Diplomata desde 2006, o carioca Gustavo Pacheco, de 48 anos, já serviu na Argentina e no México. Estreou na literatura em 2018, aos 46 anos. Seu primeiro livro, a coletânea de contos, Alguns Humanos, ganhou o Prêmio Clarice Lispector, concedido pela Biblioteca Nacional. Além de diplomata e escritor, Pacheco é antropólogo. “Prefiro ver a antropologia, a diplomacia e a literatura como manifestações distintas de uma mesma coisa: a curiosidade por maneiras de entender e viver o mundo que são diferentes das minhas. O Alguns Humanos (2018) tem a marca dessa curiosidade”, define. “Em termos práticos, a diplomacia foi o que me levou a morar em Buenos Aires, e isso, sim, foi decisivo. É uma cidade que respira literatura e isso me estimulou muito. Escrevi quase todos os contos enquanto morava lá. Talvez tivesse escrito Alguns Humanos se não fosse diplomata, mas o livro não existiria se eu não tivesse morado em Buenos Aires”, observa. 

Gustavo Pacheco, que lança ‘Alguns Humanos’ e participa da Festa Literária Internacional de Paraty, que vai de 25 a 29 de julho – André Coelho/Folhapress

Mas, na hora de escrever, o ofício de diplomata ajuda ou atrapalha o escritor? Quando o assunto é inspiração, nossos diplomatas estão mais para o poeta pernambucano Manuel Bandeira (1886-1986) – “Não escrevo quando eu quero e, sim, quando ela, a inspiração, quer” – ou para o cronista gaúcho Luís Fernando Veríssimo, de 83 anos – “Minha musa inspiradora é o prazo de entrega”? Quem responde é o carioca Maurício Lyrio, de 53 anos. Dos representantes da nova geração, é o que tem mais tempo de Itamaraty: 27 anos. Desde que ingressou no MRE em 1993, trabalhou nos EUA, Argentina e China. Atualmente, vive na Cidade do México. 

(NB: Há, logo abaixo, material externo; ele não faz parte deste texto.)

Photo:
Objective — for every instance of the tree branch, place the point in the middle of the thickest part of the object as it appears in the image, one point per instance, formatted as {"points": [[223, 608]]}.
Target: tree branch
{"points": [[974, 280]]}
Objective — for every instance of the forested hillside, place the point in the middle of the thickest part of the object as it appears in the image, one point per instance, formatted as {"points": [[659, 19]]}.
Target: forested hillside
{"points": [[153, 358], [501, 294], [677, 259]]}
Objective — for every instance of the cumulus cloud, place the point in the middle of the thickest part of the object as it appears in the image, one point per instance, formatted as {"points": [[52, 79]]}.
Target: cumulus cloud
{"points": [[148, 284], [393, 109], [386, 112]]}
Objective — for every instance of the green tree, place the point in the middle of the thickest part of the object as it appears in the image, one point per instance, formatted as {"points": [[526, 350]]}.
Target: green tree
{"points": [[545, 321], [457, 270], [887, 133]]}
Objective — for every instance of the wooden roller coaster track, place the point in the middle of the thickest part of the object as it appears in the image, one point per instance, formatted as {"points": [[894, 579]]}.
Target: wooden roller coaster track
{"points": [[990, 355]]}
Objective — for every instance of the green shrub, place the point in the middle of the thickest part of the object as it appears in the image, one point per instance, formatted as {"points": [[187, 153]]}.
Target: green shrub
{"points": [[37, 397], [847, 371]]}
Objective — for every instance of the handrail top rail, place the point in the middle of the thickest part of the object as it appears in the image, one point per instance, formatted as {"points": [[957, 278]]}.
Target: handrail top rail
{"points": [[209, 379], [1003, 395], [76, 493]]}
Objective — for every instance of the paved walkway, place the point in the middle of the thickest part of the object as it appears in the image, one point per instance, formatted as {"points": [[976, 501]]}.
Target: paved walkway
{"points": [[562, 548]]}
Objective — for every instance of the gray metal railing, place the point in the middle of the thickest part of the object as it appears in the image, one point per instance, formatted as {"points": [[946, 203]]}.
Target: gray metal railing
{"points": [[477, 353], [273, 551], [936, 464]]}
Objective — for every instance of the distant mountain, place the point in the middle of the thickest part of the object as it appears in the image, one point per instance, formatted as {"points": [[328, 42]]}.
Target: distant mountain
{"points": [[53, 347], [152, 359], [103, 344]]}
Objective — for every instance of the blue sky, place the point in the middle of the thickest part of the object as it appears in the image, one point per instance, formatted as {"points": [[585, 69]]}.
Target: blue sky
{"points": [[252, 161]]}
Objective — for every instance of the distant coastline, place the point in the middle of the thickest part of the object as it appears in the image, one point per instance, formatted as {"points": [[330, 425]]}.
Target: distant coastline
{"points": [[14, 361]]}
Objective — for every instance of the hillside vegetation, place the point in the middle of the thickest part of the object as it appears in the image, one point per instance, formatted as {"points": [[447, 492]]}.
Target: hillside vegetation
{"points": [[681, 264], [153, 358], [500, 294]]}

“Não tenho a felicidade de ser frequentado pela musa inspiradora do Manuel Bandeira, nem a infelicidade dos prazos do Luís Fernando Veríssimo. Tenho, no entanto, uma autodisciplina pouco piedosa. Escrevo no tempo que resta, sempre que possível, descontado meu trabalho como diplomata, que me toma mais de oito horas por dia, e da minha vida de casado e pai de quatro filhos. Não há, portanto, melhor momento para escrever que as primeiras horas da manhã, quando a mente é fresca, o silêncio absoluto e as demandas de trabalho e família ainda não tiveram tempo de se materializar”, confessa o autor de Memória da Pedra (2013) e O Imortal (2018). 

*André Bernardo é jornalista. Além do Clipping, escreve para BBC Brasil, VICE e UOL. É aficcionado por cinema, literatura e música e autor do livro “A Seguir, Cenas do Próximo Capítulo (Panda Books)”, sobre teledramaturgia brasileira.